The company behind Spar and Vivo in Northern Ireland said its turnover climbed nearly 10% last year while profits eased slightly.
Henderson Group notched up pretax profits on its ordinary activities of £13.6m in 2011, down from £14.1m in 2010, while turnover rose 9.6% to £583.2m.
The family-owned firm also added another 250 people to the payroll to take the company's total workforce up to 2,400.
It invested £17m in new stores, refurbishment of its current portfolio and other capital projects.
In total the group added 27 new stores, five of which were purchased in September 2011 from Heathcotes Fine Foods while it also continued to build new stores, particularly the large store format EuroSpar and VivoXtra.
Over 50 stores were refurbished to introduce new product ranges and services and the company said it plans to invest a further £12m in infrastructure and refurbishments in the current.
"We are very pleased with the continued like-for-like growth in sales, as well as adding a number of new businesses to our group during 2011, despite the very difficult trading climate," Ron Whitten, group finance director, Henderson Group said.
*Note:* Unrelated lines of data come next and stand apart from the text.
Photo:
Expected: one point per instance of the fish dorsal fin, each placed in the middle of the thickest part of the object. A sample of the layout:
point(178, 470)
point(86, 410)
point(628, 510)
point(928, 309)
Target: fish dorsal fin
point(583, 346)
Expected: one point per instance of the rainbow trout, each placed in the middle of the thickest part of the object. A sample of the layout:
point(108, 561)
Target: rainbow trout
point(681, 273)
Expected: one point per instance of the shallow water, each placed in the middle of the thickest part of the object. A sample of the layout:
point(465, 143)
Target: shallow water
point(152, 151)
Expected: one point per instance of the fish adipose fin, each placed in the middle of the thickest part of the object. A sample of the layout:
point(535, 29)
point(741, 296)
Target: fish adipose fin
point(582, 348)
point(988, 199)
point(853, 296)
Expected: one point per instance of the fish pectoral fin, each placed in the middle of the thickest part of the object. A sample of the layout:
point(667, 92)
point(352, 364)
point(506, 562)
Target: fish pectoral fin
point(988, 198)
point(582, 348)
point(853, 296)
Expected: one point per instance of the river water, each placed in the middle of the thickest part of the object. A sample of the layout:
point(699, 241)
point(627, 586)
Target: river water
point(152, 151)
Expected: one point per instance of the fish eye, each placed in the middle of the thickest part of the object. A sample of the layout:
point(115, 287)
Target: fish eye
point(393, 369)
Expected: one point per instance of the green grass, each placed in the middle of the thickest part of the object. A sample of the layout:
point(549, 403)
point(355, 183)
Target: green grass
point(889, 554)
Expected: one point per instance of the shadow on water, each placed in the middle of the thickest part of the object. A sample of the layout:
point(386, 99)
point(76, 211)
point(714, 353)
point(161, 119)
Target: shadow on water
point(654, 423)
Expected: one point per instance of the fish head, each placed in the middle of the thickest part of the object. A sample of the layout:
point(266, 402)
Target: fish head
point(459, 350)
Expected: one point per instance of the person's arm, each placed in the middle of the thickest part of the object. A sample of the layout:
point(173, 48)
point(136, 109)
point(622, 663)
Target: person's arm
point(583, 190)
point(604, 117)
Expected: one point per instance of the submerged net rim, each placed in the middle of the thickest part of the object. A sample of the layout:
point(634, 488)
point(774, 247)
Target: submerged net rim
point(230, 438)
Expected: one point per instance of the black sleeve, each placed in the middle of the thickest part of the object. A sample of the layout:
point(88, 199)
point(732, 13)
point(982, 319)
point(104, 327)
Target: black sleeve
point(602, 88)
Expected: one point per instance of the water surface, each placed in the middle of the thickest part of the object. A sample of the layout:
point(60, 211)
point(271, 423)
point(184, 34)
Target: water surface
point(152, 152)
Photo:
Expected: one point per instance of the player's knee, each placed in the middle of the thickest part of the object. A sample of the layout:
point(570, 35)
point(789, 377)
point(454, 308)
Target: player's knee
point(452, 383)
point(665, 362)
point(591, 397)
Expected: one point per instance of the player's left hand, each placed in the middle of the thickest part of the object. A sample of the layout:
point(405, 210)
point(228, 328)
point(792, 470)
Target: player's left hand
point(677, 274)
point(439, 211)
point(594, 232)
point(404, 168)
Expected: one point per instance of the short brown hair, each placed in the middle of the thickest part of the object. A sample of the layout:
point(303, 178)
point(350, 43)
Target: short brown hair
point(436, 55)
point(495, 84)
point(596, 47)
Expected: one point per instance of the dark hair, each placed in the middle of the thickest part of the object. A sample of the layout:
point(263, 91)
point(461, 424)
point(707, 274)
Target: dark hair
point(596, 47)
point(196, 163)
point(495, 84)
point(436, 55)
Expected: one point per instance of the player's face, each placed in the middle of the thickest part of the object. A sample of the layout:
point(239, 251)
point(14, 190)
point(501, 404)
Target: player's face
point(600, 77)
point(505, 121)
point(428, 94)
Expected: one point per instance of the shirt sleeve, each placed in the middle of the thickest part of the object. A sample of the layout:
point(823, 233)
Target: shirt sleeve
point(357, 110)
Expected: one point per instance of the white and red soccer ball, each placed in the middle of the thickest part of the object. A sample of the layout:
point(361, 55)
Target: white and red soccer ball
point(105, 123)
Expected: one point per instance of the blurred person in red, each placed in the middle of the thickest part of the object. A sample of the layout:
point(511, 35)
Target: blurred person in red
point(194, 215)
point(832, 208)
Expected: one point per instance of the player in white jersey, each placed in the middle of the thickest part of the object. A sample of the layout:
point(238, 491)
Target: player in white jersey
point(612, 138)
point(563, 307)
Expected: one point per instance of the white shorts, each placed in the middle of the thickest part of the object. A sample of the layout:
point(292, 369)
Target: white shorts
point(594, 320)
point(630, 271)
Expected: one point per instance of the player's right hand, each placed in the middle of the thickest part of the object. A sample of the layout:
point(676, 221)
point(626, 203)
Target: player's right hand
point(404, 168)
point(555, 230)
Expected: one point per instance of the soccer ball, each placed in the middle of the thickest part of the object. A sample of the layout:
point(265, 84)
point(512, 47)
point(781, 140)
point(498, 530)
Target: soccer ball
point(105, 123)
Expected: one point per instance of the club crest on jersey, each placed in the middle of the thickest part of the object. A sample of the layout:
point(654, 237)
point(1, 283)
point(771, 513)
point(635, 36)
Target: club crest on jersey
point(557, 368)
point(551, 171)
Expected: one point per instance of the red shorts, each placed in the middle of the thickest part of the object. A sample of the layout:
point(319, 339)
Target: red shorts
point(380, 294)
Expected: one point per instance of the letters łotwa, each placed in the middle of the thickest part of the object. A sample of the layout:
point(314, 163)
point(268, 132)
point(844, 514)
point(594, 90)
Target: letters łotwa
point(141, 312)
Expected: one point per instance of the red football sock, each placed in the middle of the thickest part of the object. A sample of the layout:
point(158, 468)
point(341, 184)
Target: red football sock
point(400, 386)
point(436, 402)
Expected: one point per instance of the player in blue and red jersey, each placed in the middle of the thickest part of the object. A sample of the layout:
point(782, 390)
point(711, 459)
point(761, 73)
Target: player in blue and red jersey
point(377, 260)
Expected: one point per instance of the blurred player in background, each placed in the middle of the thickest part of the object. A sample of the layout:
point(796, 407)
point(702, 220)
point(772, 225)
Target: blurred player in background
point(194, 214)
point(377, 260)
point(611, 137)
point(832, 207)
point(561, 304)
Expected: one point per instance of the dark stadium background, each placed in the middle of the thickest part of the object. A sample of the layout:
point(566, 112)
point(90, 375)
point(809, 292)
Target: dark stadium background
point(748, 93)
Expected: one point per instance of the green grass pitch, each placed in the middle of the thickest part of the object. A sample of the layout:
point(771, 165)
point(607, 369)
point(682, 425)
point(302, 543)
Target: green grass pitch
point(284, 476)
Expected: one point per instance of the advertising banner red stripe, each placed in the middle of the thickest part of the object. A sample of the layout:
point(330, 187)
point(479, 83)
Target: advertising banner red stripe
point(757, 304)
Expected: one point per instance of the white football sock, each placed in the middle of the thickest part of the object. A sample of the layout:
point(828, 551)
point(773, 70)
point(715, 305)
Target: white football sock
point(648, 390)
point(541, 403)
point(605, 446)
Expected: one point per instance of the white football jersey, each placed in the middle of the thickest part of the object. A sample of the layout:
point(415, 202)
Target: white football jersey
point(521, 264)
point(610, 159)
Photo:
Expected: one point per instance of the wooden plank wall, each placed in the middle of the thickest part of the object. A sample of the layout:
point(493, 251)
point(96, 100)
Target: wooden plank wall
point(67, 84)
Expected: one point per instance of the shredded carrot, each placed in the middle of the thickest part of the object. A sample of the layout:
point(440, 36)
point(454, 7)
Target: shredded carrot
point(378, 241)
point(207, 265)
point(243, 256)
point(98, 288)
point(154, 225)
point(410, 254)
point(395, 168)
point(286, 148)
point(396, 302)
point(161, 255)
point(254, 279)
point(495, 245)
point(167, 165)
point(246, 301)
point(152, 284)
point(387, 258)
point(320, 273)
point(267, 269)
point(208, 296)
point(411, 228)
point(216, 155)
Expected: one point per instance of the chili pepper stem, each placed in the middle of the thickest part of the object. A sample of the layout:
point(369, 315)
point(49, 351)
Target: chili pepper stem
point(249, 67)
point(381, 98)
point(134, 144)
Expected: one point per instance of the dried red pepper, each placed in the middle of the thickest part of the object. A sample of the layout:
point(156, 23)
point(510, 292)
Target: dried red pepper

Paddy Doody, sales and marketing director of Henderson Wholesale, which supplies over 400 Spar, EuroSpar and Vivo stores across Northern Ireland, said: "Due to the challenging economic conditions, we are more focused than ever on continuing to provide the best customer service, value for money, operational efficiency and management of our cost base."
He the said the slight dip in profits was a result of the company cutting margin on the goods it supplies to retailers who in turn are cutting margins on the goods they supply to consumers.
"It's part of a long-term investment to back long-term growth," he said.
Henderson Group consists of four companies - Henderson Wholesale, Henderson Retail, Henderson Group Property and Henderson Foodservice.